[The Trail Horde by Charles Alden Seltzer]@TWC D-Link bookThe Trail Horde CHAPTER XVI 9/15
Peering intently, he saw two horsemen racing southward, a little distance ahead of the cattle, parallel with them. At first Lawler was certain the men were Davies and Harris, and he smiled, appreciating their devotion to duty.
But when he saw them race past the cattle, not even halting to head them in the right direction--which would have been slightly eastward, so that they would enter the valley before reaching the fence--he frowned, wheeled Red King sharply, and sent him back into the gully from which he had emerged. "They're strangers, King," he said, shortly to the horse as the latter fled headlong down the gully toward the point from which he had started; "Davies and Harris wouldn't leave the herd with that norther coming on." The big horse made fast time down the gully.
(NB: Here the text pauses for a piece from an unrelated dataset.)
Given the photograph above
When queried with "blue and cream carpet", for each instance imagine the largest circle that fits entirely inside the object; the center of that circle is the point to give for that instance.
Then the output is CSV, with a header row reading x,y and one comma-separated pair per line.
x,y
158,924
He brought Lawler to a point near the fence where it crossed the gully at about the instant the two riders were dismounting some distance away. Lawler rode out of the gully and brought Red King to a halt.
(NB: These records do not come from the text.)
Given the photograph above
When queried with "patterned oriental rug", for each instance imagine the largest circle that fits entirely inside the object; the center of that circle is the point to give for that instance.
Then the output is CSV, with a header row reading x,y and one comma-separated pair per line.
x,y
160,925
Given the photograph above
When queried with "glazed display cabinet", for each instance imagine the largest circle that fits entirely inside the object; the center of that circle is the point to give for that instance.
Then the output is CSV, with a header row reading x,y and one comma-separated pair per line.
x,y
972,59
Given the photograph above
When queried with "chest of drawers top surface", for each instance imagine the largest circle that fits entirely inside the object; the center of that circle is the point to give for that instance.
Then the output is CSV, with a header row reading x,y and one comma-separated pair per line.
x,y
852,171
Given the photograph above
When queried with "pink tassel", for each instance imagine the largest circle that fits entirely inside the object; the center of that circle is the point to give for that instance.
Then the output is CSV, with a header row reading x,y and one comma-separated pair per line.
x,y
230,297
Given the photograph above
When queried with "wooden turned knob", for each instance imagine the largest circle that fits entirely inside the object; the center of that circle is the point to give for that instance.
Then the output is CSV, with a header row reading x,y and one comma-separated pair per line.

There was no danger that the two men would discover him, for all objects in the vicinity were rapidly being blotted out by the dancing smother of dust that was riding the north wind.
Lawler was to the north of the men, slightly eastward, and they could not have faced the smother of dust to look toward him. Lawler could dimly see the herd moving toward the fence; he could see the men plainly; and as he watched them his eyes narrowed.